Question

Argon gas is enclosed in a container of a fixed volume. At \(T=300 \mathrm{~K}\), the pressure of the gas is \(50,000 \mathrm{~Pa}\). At \(T=350 \mathrm{~K},\) calculate the pressure of the gas.

Short answer

The pressure of the gas at \(T=350\,\mathrm{K}\) is approximately \(58,333.33\,\mathrm{Pa}\).

Step-by-step solution

Identify Given Variables

Identify the given variables from the problem statement. The initial temperature, \(T_1 = 300\,\mathrm{K}\), the initial pressure, \(P_1 = 50,000\, \mathrm{Pa}\), and the final temperature, \(T_2 = 350\, \mathrm{K}\) are provided. We need to find the final pressure, \(P_2\).

Apply the Ideal Gas Law for Fixed Volume

Since the volume is constant, the relationship between pressure and temperature is given by \(\frac{P_1}{T_1} = \frac{P_2}{T_2}\). This formula is derived from the ideal gas law when volume does not change: \(P = nRT/V\).

Rearrange the Formula to Solve for \(P_2\)

Rearrange the formula \(\frac{P_1}{T_1} = \frac{P_2}{T_2}\) to solve for \(P_2\). This gives the formula \(P_2 = P_1 \times \frac{T_2}{T_1}\).

Substitute Known Values

Substitute the known values into the formula: \(P_2 = 50,000 \times \frac{350}{300}\).

Perform the Calculation

Calculate the value of \(P_2\) using the substituted values. \(P_2 = 50,000 \times \frac{350}{300} = 50,000 \times 1.1667 \approx 58,333.33\,\mathrm{Pa}\).

Review the Solution

Review the calculations to ensure accuracy and verify that the derived pressure \(P_2 = 58,333.33\,\mathrm{Pa}\) makes sense, given that temperature increased.

Key concepts

Pressure-Temperature Relationship

The pressure-temperature relationship in gases is a fundamental concept in thermodynamics. This relationship is part of the ideal gas law, which describes how gases behave under various conditions. When the volume of a gas is kept constant, any change in the gas's temperature will directly affect its pressure.
For a fixed amount of gas, an increase in temperature results in an increase in pressure. This is because the molecules of the gas move faster and collide with the walls of the container more frequently and with greater force. As a result, the pressure inside the container increases. Conversely, if the temperature decreases, the pressure decreases as well.
In mathematical terms, this relationship is often expressed using the formula:\[\frac{P_1}{T_1} = \frac{P_2}{T_2}\]
where:

• \(P_1\) and \(P_2\) are the initial and final pressures.
• \(T_1\) and \(T_2\) are the initial and final temperatures, measured in Kelvin.

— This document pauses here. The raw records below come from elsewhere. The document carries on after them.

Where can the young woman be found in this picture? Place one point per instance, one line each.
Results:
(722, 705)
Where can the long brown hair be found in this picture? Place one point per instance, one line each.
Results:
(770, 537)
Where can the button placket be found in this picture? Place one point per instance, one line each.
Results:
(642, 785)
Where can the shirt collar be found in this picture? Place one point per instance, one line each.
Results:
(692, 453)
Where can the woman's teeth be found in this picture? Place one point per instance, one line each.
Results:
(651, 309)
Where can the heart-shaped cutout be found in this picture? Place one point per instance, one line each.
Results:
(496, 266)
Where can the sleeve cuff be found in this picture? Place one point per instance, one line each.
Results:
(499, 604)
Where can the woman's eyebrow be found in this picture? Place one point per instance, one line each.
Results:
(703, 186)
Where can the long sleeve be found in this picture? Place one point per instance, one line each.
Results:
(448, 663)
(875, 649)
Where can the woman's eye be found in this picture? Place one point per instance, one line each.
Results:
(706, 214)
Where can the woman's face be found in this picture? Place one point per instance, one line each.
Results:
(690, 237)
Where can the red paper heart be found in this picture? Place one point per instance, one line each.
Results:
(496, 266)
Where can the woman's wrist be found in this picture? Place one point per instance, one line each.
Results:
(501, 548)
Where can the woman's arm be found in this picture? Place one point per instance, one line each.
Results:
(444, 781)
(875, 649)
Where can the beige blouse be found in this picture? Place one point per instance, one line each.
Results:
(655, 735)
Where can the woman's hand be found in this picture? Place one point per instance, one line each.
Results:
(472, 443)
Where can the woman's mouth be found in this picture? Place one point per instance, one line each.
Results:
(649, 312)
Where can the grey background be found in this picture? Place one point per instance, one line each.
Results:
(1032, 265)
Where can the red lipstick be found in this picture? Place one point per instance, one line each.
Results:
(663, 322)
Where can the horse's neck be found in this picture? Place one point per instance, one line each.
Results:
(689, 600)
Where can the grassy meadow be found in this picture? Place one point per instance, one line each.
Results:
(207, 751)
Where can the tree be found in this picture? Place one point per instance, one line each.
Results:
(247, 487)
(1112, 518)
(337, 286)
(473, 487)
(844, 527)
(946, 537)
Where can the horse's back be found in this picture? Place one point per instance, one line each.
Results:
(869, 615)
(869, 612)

The formula indicates that the ratio of pressure to temperature remains constant if the volume does not change.

Fixed Volume Gas Behavior

In scenarios where the volume of a gas is held constant, such as in a sealed container, the behavior of the gas predominantly depends on pressure and temperature changes. This is particularly modeled by the isochoric process in thermodynamics where volume does not vary. In such a case, the amount of gas and the physical constraints of the container remain unchanged.
When the gas is heated, its particles gain energy and start moving more vigorously. Since the particles cannot expand within the confines of the fixed volume, the increased movement leads to a rise in pressure. This is seen in the example exercise where the temperature of argon gas is increased, resulting in a higher pressure within the container.
Understanding the behavior of gases in a fixed volume is crucial in various applications such as pressure cookers, internal combustion engines, and even in predicting weather changes in enclosed environments.

Direct Proportionality of Pressure and Temperature

For an ideal gas at constant volume, there is a direct proportionality between pressure and temperature. This means that as one variable increases, the other does the same, assuming pressure is measured in absolute units (such as Pascals) and temperature is in Kelvin. This proportionality is a direct consequence of the kinetic theory of gases, which states that the energy of gas particles relates directly to temperature.
In the given exercise, we see this principle in action. By increasing the temperature of argon gas from 300 K to 350 K, the pressure also rises proportionally from 50,000 Pa to approximately 58,333 Pa. The formula \(P_2 = P_1 \times \frac{T_2}{T_1}\) clearly demonstrates this linear relationship between temperature and pressure.
This proportionality helps to understand and predict the behavior of gases in confined spaces, and it's used in designing safety standards for containers and devices that operate under changing temperature conditions. Knowing how gas pressure will change with temperature ensures safe and efficient operation in industrial and everyday applications.